Le jury sera composé de :
M. François RENAUD, MIVEGEC, Directeur de thèse
M. Bernard CAZELLES, UPMC, Rapporteur
M. Lluis QUINTANA-MURCI, Institut Pasteur, Rapporteur
Mme Nathalie BONNEFOY, IRCM, Examinatrice
Mme Delphine CASABONNE, ICO, Examinatrice
M. Bruno LEMAITRE, Ecole Polytechnique de Lausanne, Examinateur

Résumé :
Le cancer est un problème majeur en santé humaine représentant l’une des principales causes de décès dans le monde. Depuis le début du 20ème siècle, le parasitisme a émergé comme un facteur déterminant pour expliquer la vulnérabilité face au cancer, avec un nombre croissant d’agents infectieux reconnus comme oncogènes. En parallèle, les virus oncolytiques ont attiré une attention considérable pour leur intérêt thérapeutique. Cependant, le rôle des autres agents infectieux dans le développement du cancer est resté largement inexploré même s’ils sont l’un comme l’autre soumis aux pressions du système immunitaire.

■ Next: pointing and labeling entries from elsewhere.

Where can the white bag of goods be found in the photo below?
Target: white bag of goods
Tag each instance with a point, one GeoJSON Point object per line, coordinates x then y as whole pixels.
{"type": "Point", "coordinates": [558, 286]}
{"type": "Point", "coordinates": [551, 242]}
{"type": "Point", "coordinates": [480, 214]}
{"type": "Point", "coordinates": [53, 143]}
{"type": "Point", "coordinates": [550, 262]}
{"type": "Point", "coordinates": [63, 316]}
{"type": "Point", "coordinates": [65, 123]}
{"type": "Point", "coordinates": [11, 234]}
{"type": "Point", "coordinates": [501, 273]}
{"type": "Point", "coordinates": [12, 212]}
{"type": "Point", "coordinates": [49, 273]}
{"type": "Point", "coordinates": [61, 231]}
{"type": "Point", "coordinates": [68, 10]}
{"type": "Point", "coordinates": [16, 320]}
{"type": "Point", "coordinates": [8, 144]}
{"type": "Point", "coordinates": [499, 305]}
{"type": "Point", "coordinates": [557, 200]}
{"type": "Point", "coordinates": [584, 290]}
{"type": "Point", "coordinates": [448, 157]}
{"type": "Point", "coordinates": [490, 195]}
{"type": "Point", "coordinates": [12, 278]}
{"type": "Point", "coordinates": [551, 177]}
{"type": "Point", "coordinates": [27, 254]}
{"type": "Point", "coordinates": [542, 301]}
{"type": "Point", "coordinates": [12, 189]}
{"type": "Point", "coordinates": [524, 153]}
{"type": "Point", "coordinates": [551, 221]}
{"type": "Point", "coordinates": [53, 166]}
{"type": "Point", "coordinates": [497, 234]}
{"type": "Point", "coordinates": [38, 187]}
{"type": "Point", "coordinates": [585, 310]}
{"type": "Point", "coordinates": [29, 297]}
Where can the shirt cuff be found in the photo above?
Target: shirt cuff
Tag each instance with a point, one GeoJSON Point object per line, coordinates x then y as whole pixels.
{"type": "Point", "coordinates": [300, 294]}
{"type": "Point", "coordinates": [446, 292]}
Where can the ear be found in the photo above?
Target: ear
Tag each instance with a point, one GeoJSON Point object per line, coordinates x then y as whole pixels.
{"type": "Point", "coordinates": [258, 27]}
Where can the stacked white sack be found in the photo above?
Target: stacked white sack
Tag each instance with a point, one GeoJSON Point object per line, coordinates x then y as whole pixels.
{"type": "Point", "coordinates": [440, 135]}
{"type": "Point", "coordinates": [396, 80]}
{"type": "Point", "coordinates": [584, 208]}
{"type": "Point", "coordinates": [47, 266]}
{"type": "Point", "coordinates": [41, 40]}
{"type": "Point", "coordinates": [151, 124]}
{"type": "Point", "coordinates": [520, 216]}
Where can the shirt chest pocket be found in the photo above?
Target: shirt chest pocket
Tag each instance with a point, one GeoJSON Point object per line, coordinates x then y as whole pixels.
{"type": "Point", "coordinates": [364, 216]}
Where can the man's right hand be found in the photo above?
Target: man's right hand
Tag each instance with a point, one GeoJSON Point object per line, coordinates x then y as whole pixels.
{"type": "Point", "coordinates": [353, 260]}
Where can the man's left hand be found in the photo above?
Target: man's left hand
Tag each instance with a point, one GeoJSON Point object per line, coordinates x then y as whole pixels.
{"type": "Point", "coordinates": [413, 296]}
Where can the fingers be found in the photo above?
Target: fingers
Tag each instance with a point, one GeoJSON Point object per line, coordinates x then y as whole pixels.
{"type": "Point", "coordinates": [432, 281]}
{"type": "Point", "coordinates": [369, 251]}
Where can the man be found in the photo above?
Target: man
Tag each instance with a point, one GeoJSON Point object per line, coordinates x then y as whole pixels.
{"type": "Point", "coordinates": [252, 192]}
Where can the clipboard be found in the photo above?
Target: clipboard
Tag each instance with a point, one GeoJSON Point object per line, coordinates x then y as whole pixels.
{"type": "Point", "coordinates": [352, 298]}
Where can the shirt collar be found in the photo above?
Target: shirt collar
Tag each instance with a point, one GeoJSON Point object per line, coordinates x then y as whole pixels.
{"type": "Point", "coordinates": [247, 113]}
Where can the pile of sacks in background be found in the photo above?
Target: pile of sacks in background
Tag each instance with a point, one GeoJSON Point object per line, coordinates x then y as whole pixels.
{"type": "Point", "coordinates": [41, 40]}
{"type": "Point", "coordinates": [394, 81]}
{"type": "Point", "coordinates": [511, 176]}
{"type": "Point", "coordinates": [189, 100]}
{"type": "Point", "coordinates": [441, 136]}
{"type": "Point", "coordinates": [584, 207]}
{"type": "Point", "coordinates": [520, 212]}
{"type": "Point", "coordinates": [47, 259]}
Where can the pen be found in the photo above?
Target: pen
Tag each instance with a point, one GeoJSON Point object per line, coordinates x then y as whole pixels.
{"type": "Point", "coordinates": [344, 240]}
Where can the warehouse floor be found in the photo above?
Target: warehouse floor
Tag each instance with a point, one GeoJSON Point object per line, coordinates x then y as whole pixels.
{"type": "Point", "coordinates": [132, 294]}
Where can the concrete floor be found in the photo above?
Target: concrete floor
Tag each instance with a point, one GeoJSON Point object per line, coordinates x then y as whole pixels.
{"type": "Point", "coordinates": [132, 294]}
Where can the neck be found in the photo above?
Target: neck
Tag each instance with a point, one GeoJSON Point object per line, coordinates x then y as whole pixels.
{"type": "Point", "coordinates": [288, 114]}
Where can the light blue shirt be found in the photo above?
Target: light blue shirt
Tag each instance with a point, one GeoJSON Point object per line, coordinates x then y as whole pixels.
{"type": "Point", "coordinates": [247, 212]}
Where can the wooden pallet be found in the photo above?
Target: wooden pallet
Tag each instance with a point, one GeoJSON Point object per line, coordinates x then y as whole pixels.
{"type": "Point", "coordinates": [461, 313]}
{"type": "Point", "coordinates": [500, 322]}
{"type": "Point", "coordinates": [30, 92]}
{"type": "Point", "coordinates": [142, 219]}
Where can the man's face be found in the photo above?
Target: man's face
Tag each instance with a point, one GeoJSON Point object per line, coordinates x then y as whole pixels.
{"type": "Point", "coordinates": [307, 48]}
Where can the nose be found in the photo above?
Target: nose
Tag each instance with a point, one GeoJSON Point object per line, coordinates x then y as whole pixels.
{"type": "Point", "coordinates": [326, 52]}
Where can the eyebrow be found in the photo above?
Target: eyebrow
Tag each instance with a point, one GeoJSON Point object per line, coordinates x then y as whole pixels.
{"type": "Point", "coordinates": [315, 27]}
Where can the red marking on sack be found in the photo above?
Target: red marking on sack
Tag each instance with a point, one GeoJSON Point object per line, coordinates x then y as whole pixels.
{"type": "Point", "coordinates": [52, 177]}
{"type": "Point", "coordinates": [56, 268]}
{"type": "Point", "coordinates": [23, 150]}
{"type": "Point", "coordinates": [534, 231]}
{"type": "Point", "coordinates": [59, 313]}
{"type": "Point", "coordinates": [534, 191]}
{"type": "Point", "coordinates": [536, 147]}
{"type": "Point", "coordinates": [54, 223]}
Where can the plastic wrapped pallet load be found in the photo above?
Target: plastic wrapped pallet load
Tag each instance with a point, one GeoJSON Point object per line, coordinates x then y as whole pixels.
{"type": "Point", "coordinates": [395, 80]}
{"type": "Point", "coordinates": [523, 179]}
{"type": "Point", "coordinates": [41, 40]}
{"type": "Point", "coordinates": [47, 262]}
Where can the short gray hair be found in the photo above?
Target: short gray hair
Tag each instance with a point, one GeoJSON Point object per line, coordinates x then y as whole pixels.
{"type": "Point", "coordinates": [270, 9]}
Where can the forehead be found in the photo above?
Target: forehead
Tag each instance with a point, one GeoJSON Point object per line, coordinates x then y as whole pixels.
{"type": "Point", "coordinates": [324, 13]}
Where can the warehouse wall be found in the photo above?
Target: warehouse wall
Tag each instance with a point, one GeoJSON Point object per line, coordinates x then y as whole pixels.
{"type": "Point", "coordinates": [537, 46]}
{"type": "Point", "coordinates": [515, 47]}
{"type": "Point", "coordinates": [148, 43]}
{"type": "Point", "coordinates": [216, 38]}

Ainsi, l’objectif de cette thèse a été d’évaluer l’implication des communautés d’agents infectieux, non-oncogènes et non-oncolytiques, dans le processus cancéreux. Grâce à un modèle de tumeur chez la drosophile, nous avons pu démontrer que les infections sont capables de modifier l’équilibre du système immunitaire avec des conséquences significatives sur l’accumulation des cellules cancéreuses. Considérant que les humains sont exposés à de nombreuses infections de manière successive ou concomitante au cours de leur vie, nous avons pu montrer que l’histoire personnelle d’infection module le risque cancéreux via les perturbations continues qu’elle inflige au système immunitaire. Enfin, les résultats obtenus par l’analyse de jeux de données à l’échelle mondiale suggèrent que les agents infectieux sont également capables d’altérer l’incidence des cancers d’origine infectieuse en interagissant avec les agents oncogènes au sein des communautés infectieuses. À la lumière des interactions réciproques entre infections et cancer, il semble indispensable d’évaluer la pertinence des nouvelles approches de lutte contre le cancer dans le contexte des maladies transmissibles.

Mots-clés : infections, cancer, système immunitaire, immuno-écologie, drosophiles.